What Menstrual Clots Mean

Don’t freak out if and when you see them, as they’re a normal part of the menstrual cycle. Getting them does not mean that there is something wrong with your body. However, if you’re seeing clots regularly (so think every day of every flow), they happen with pain, and are quite large (larger than a quarter), that might mean you have a health condition.


Endometriosis might be a possible cause for those large and frequent clots. This condition is usually paired with severe pain in the lower back and pelvis, along with painful periods. If you think you might have endometriosis, contact your healthcare professional.


Another less severe condition of which clots might be a symptom is a hormonal imbalance. Again, if you think you’re suffering from a hormonal imbalance, consult your doctor.


Other conditions include an enlarged uterus, pregnancy loss, anemia, adenomyosis uterine fibroids, and more. Be sure to get in touch with your healthcare professional immediately should you find or feel that any of these reasons are causing your clots.


How to Deal With Clots

Rest assured, everyone, as clots are manageable. Remember, however, that getting clots is normal, so there’s no need to run to the medicine or herb cabinet the first time you see one.

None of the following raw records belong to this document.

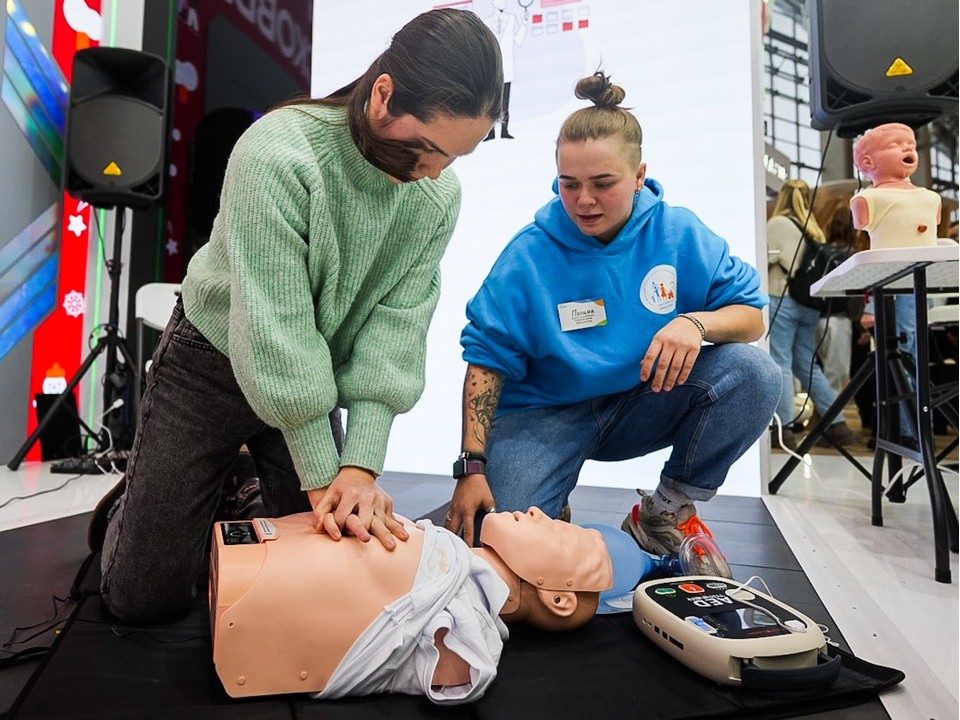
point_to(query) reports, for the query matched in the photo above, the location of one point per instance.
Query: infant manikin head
(559, 569)
(887, 154)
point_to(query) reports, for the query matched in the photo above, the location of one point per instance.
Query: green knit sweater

However, if you’ve been diagnosed with one of the less intense above conditions, these tips can help.


Take an Iron Supplement

Incorporating an iron supplement into your diet, as per your doctor’s recommendation, can help those who are losing lots of blood or are at risk of anemia.


Drink Water

Ah yes, water, the age-old cure-all. When in doubt, get your normal eight glasses per day in to help with clots.


Get on the Pill

The birth control pill can help reduce your flow and ultimately help reduce clots. If you’re not already on the pill and are interested in starting it, get in touch with your doctor to find out more.


Maintain a Healthy Diet

Our diets can affect us in many ways. By keeping up a healthy diet of iron-rich foods, one can help herself manage her blood clots.



Medication is a bigger step and is a remedy for a bigger condition. If you think you need medication to help manage your clots, contact your doctor.

These are just a few tips to help you and your body manage any pesky clots. However, always (we can’t say this enough!) be sure to get in touch with your healthcare professional should you think the clots are being caused by something more severe.